Moins d'une semaine après avoir annoncé qu'il allait légiférer pour interdire le port de la burqa et du niqab en public, le gouvernement français passe à l'attaque sur le front de la polygamie. Et il se voit accuser, encore une fois, de stigmatiser indûment la communauté musulmane en évoquant un enjeu marginal.

Le ministre de l'Immigration, Éric Besson, a indiqué hier qu'une révision des lois existantes pourrait être nécessaire pour démettre de leur nationalité française les personnes naturalisées qui s'adonnent à la polygamie tout en fraudant l'aide sociale.

«Si le peuple français considère qu'on ne peut pas frauder dans ces conditions... Eh bien, à ce moment-là, sous l'arbitrage du président de la République et du premier ministre, on pourrait très bien concevoir une évolution législative», a indiqué M. Besson en entrevue à la radio.

«Le conditionnel est de rigueur», a-t-il précisé, en relevant que rien n'était décidé à ce sujet.

La sortie du ministre survient à la suite d'une fin de semaine riche en rebondissements, qui a vu un singulier fait divers prendre l'envergure d'une affaire nationale.

Elle a débuté vendredi lorsqu'une femme portant le niqab a tenu une conférence de presse à Nantes pour dénoncer le fait qu'un policier lui a remis récemment une contravention pour conduite «dans des conditions non aisées».

Avec quatre femmes

Écartant la question de la contravention, le ministre de l'Intérieur, Brice Hortefeux, a réagi en écrivant une lettre à son homologue de l'Immigration pour lui demander d'enquêter sur le mari de la plaignante, Lies Hebbadj.

Cet homme d'origine algérienne, naturalisé français grâce à son mariage en 1999 avec la conductrice sanctionnée, milite au sein d'une organisation intégriste et vit avec quatre femmes qui bénéficient toutes d'une aide «pour parent isolé», avance au conditionnel M. Hortefeux, en rappelant que la polygamie est illégale.

Il demande du coup au ministre de l'Immigration de «bien vouloir faire étudier» les conditions dans lesquelles ces faits, «s'ils sont avérés», pourraient mener au retrait de la nationalité française de M. Hebbadj.

Plusieurs médias français ont affirmé ensuite que l'homme, gérant d'un commerce hallal, a eu une douzaine d'enfants avec trois femmes vivant dans des pavillons adjacents en banlieue de Nantes.

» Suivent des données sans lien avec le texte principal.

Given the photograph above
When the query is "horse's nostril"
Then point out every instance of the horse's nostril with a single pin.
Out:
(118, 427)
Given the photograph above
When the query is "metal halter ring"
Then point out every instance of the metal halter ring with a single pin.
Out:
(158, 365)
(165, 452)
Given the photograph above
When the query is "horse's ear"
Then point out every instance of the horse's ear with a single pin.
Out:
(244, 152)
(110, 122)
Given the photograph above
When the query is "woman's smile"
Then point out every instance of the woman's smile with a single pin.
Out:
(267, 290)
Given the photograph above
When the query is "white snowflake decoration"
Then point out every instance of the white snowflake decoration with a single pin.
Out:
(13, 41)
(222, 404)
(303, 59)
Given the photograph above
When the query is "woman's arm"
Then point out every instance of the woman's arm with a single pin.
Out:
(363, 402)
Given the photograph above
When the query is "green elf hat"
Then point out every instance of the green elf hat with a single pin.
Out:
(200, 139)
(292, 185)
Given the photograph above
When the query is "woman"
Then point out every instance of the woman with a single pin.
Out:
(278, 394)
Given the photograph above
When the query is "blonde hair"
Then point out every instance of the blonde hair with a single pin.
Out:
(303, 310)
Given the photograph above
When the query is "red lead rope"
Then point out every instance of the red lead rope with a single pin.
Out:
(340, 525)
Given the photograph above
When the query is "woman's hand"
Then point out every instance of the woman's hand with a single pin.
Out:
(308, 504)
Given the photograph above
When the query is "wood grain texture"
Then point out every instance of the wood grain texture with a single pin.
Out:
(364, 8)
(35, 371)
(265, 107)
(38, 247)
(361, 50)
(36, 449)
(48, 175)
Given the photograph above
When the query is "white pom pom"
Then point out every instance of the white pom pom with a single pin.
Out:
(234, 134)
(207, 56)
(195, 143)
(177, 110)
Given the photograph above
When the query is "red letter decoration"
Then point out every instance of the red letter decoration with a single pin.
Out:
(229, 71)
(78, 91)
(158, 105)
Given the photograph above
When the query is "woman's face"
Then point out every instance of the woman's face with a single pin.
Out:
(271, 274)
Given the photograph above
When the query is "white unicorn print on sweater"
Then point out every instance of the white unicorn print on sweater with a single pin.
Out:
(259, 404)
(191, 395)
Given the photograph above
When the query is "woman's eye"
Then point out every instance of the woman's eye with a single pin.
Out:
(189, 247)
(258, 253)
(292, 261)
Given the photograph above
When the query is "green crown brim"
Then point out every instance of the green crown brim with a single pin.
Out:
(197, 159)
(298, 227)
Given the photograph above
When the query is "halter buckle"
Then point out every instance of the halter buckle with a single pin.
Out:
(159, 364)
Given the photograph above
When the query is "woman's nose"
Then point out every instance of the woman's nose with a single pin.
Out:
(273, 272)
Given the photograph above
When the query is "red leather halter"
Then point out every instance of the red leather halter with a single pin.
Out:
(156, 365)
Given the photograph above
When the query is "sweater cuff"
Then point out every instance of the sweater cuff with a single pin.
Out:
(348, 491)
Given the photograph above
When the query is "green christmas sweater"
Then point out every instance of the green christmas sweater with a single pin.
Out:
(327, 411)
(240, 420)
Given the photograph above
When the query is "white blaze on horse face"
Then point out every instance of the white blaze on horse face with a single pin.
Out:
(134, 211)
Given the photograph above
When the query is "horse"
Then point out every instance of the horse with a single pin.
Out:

Le principal intéressé a finalement réagi hier en relevant qu'il ne faisait l'objet d'aucune poursuite. Et qu'il n'y avait rien de problématique au fait d'avoir des «maîtresses».

«Si on est déchu de sa nationalité pour avoir des maîtresses, il y a beaucoup de Français qui seraient déchus de la nationalité», a-t-il ironisé.

«Événement insignifiant»

La loi actuelle permet de déchoir quelqu'un de sa nationalité française pour des crimes graves comme l'espionnage ou le terrorisme. Une personne ayant trompé les autorités pour obtenir sa naturalisation peut cependant se voir infliger une telle sanction, qui pourrait peut-être s'appliquer s'il s'avère que l'homme a caché l'existence d'autres unions formelles au moment de son mariage de 1999.

Le collectif des mosquées de Nantes a déploré «qu'encore une fois, les musulmans et l'islam aient été fortement médiatisés par rapport à un événement insignifiant, non représentatif de leur immense majorité». Le Conseil français du culte musulman a parlé pour sa part d'un «élément marginal qui a pris beaucoup d'importance».

Plusieurs élus de gauche ont embrayé le pas, en accusant le gouvernement de vouloir «instrumentaliser» le cas pour afficher une fermeté susceptible de plaire à son électorat traditionnel.

Les élus du Nouveau centre, pourtant alliés au gouvernement, ont aussi exprimé des critiques. Il faut éviter, a souligné la formation, «un emballement politique, médiatique, social qui conduit une nouvelle fois à une stigmatisation d'une partie de notre population».

«On ne peut pas dire parce qu'on stigmatise des dérives de l'islam... qu'on s'en prend aux musulmans. Ce sont deux sujets distincts», rétorque Éric Besson.